NEW YORK -- A brief history against Elvis Araujo had taught Wilmer Flores one thing: look for the slider. Araujo throws it often and in various counts, so when Flores came to the plate in a tie game in the 10th inning Tuesday, he was searching for it.
With two men on base and two outs, Araujo threw a fastball first, before looping his signature slider across home plate. Flores recognized it, dropped his shoulder and swung, driving it into left-center field for the second walk-off RBI of his career in a 5-4 win over the Phillies.
"It's a good feeling," he said, grinning in the postgame clubhouse.
Good feelings have been easier to come by recently for Flores, who spent most of the early season enduring daily lumps of criticism for his defensive play at shortstop. Some of that has dissipated in recent weeks, as his performance has improved while his offensive game has molded into form.
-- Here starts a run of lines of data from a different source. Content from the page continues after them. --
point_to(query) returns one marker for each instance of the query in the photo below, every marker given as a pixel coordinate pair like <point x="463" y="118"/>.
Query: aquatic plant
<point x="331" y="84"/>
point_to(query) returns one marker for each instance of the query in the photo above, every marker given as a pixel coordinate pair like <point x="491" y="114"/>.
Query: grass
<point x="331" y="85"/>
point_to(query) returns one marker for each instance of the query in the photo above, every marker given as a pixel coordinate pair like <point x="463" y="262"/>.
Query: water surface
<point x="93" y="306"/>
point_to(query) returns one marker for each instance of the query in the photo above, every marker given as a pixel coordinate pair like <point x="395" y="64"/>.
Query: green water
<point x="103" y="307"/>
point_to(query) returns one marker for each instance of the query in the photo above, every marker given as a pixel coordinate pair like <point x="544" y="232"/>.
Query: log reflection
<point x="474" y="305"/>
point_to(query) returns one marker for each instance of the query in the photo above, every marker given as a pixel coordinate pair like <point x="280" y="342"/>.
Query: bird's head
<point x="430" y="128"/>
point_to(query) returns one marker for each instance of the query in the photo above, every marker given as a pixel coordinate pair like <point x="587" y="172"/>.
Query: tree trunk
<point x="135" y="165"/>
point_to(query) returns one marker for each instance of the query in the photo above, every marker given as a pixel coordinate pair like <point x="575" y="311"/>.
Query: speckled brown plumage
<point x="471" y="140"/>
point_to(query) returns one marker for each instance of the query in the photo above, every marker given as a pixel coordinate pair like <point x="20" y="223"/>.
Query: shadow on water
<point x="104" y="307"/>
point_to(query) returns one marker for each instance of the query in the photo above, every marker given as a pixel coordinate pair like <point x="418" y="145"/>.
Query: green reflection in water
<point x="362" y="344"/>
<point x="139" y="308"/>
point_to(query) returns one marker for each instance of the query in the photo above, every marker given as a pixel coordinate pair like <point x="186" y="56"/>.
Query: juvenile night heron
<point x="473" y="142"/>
On Monday, Flores broke a tie game wide open with a three-run homer, assuming the Major League lead for home runs by a shortstop. He then hit line drives in each of his first four plate appearances on Tuesday, breaking through for a game-tying sacrifice fly off hard-throwing Phillies reliever Ken Giles in the eighth.
That, for Flores, was nice. But what happened next was nicer. A 10th-inning rally brought him to the plate against Araujo hunting sliders.
"I faced the guy before and I was looking for a breaking ball," Flores said. "I got it up, he threw it, I was ready for it."
More and more, Flores seems ready for what opposing pitchers are throwing his way. Throw out the first eight games of this season, in which Flores was 4-for-25, and he is batting .270 with eight home runs and 21 RBIs in 123 plate appearances. Extrapolate those numbers over a full season, and it becomes clear that Flores has the potential to develop into one of the top offensive shortstops in baseball -- if he is not one already.
Though defense remains a significant issue, Flores has not committed an error in nearly two weeks. He is now tied for fifth in the league for errors, no longer particularly close to the top of that dubious leaderboard.
Mets manager Terry Collins considers those two trends interrelated.
"I truly believe Wilmer's gotten past [his issues]," Collins said. "He realizes there's going to be a day that you're going to make an error. He's got to play through that, and I think he's doing that. We're starting to see a guy who's going to start swinging the bat like we know he can. He's going to put up some offensive numbers that people are going to be pretty impressed by.
"I see a completely different player."
Simply put, Flores has become reliable. His offensive potential was always there, but his comfort in the big leagues -- it's easy to forget that Flores is still just 23 years old -- was not.
Now, with each game-tying or go-ahead hit, Flores seems to believe more and more that he belongs.
"I feel good," Flores said. "I feel good. I'm right where I want to be."